January 13, 2016 – Albuquerque Journal – WIPP to reopen in 2016, DOE official says – An Energy Department official says a southeast nuclear waste repository could reopen by the end of the year. The Waste Isolation Pilot Plant has been shut to waste emplacement since an underground fire and unrelated radiation release in February 2014. WIPP is the final burial ground for certain Cold War era defense nuclear waste. Todd Schrader, manager of DOE’s Carlsbad Field Office, said at a Carlsbad town hall meeting on Thursday that WIPP operations could restart in “late 2016.” Jim Blankenhorn, recovery manager for site contractor Nuclear Waste Partnership, said WIPP plans a “cold start” in February in which employees will practice working under new safety regulations established in the wake of the February 2014 incidents.

January 11, 2016 – Wyoming Business Report – Lance Project makes first uranium delivery – Penninsula Energy’s Lance Projects, an in situ recovery (ISR) uranium operation on the north-east flank of the Powder River Basin, has completed its first delivery of uranium oxide. In-situ uranium recovery operations began from the Ross Permit Area of the Lance Projects after the company received authorization from the U.S. Nuclear Regulatory Commission (NRC) on Dec. 2, 2015. According to a company release, production well flow-rates continue to be very good, uranium is being recovered and a second header house is being commissioned. Phase One full production will see a total of seven header houses in operation. “Penninsula has four significant uranium concentrate sale and purchase agreements in place for a major portion of production over the first five years of operations,” said John (Gus) Simpson, Penninsula’s managing director and CEO.

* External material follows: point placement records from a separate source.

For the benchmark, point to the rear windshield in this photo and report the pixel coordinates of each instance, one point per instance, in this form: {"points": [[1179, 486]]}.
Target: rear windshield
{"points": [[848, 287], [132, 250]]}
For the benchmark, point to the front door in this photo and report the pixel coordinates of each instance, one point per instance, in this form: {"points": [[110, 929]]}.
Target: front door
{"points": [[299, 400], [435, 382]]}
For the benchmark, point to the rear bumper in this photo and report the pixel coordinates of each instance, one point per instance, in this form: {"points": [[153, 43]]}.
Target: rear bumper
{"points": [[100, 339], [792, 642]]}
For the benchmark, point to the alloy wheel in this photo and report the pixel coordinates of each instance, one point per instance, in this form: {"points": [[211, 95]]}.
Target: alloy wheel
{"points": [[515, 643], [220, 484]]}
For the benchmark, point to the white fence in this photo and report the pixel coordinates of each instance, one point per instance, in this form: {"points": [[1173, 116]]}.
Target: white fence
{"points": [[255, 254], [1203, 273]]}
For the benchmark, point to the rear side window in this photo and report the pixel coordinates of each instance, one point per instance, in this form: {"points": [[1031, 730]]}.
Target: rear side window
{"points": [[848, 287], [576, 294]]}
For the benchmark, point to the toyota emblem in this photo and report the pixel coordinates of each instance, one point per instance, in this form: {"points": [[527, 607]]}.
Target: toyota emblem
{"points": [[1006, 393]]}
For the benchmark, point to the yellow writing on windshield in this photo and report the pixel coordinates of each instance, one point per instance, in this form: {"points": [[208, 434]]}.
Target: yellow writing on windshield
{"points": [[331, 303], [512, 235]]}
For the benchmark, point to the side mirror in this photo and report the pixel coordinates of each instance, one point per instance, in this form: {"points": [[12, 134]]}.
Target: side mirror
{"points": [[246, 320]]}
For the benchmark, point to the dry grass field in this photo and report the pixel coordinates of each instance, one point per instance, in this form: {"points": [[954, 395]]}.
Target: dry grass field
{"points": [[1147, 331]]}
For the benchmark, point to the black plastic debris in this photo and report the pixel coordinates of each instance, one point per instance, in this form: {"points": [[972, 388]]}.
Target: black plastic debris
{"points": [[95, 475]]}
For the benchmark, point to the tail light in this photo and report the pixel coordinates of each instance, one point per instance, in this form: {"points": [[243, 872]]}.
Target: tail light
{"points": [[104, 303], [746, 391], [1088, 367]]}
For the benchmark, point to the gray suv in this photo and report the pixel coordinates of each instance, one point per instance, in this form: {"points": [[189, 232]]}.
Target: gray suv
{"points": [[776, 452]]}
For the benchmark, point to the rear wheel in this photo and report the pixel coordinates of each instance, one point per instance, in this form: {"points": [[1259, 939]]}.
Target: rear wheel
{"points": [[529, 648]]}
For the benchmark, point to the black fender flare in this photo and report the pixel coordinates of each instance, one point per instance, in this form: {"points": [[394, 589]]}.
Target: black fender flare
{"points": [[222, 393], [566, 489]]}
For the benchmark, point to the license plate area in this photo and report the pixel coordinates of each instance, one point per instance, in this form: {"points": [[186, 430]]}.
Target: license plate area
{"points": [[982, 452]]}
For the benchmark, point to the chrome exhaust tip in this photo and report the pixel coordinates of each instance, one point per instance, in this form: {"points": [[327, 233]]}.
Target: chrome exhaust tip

January 11, 2016 – Idaho Statesman – Former Idaho nuke exec sentenced to 30 months – A Meridian woman was sentenced Thursday to 30 months in federal prison for securities fraud involving an Eagle company that purported to be a nuclear power-plant developer. U.S. District Judge Edward J. Lodge also ordered Jennifer R. Ransom, 41, to forfeit $580,780 and pay $116,138 in restitution to victim-investors. A federal grand jury in November 2014 indicted Ransom, the former vice president of Alternate Energy Holdings Inc., and her business and romantic partner, AEHI founder and president Don Gillispie, on 14 counts of conspiracy, securities fraud, wire fraud, filing false tax returns and making false statements to federal agents.